Step Two: Try and fail to produce brilliant witticisms at the expense of the fellow pictured on the card. This was done time and again by the authors of The Great American Baseball Card Flipping, Trading, and Bubble Gum Book, the equivalent of the Collected Works of Shakespeare for the baseball card writing genre. Those gentlemen could come up with something hilarious to say about Gene Pentz. You are not them. Almost all your sentences veer toward pretension, and by you I mean me, not you, so feel free to disregard this step, or more specifically to disregard the “and fail” part.

Step Three: Google Gene Pentz. Find out things like that he threw a lot of wild pitches and walked a lot of guys and once even threw a strike while attempting to intentionally walk a guy.

Step Four: Carry around the card in your wallet, go to work, come home, go to work, come home, etc., go out to a nearby bar on Friday, have a few beers, order a cheeseburger, while waiting for a cheeseburger start to go on a rant about this editor guy who showed some interest in a book idea but then stopped returning your politely seldom and unobtrusive email inquiries, build the rant into an unhinged self-pitying screed about the bloodsucking nature of every single editor and agent in the universe and beyond that, fuck it, everyone in the universe, the whole globe one giant vicious knife fight and all you’ve got is a plastic spork, then when the food comes become enraged about how slow the ketchup comes out of the glass bottle and about glass ketchup bottles in general—“the plastic squeeze bottle solved this fucking problem!”—until you are so worked up you feel you are moments away from smashing the ketchup bottle against the wall, then willfully ignore the attempts by your wife to calm you down, instead picking a fight with her, you complete asshole, then eat your stupid cheeseburger and fries in frosty post-fight silence.

Step Five: Consider attempting a whole “He looks like Thurman Munson” thing. Abandon it.

Step Six: Consider attempting a whole “He kind of looks like my brother’s JV basketball coach, who my brother saw years after high school, both of them driving delivery trucks, neither in the mood for conversation, nothing more passing between them than a couple grunts of delivery truck guy recognition” thing. Abandon it.

Step Seven: Go to work, come home, go to work, etc.
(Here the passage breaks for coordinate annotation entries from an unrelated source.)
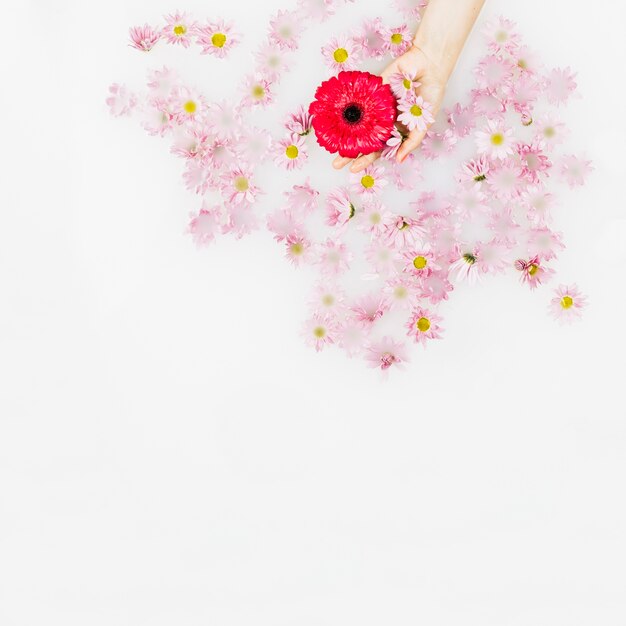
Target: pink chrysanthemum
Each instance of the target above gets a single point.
(423, 326)
(353, 114)
(290, 152)
(567, 304)
(179, 29)
(397, 40)
(340, 54)
(415, 112)
(385, 353)
(144, 37)
(495, 140)
(217, 38)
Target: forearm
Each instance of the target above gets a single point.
(443, 31)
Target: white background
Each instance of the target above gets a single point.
(170, 451)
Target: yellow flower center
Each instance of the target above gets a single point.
(218, 40)
(241, 184)
(367, 181)
(319, 332)
(340, 55)
(420, 262)
(423, 324)
(497, 139)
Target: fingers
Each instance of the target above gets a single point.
(340, 162)
(413, 141)
(363, 161)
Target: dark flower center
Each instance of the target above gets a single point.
(352, 113)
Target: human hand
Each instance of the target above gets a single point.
(416, 64)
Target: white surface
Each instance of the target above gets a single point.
(170, 452)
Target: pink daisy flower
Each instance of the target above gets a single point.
(423, 326)
(179, 29)
(204, 225)
(397, 40)
(333, 257)
(403, 84)
(533, 272)
(496, 141)
(415, 112)
(567, 304)
(285, 29)
(371, 181)
(290, 152)
(575, 170)
(120, 101)
(370, 308)
(385, 353)
(217, 38)
(299, 248)
(299, 122)
(318, 331)
(560, 84)
(143, 38)
(369, 41)
(339, 207)
(237, 185)
(340, 54)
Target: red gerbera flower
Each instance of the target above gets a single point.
(353, 113)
Step Eight: Go off on a whole pretentious tangent about how great it is to discover the card of a player that, even though these are your cards, you did not know existed. How wide is the world if it includes Gene Pentz! The fact that not only was there a Gene Pentz, but also that he played major league baseball, seems at such a far edge of the spectrum of the possible as to be impossible, so in a way his grizzled mug staring back at you from somewhere inside the chain link cage they put him in to guard the rest of the team from his complete inability to control the path of his pitches is evidence that the impossible, or near impossible, is possible. That kind of thing. Abandon it.   

Step Nine: Look for some other card to write about. Become discouraged.

Step Ten: Why on earth would you want to write about baseball cards?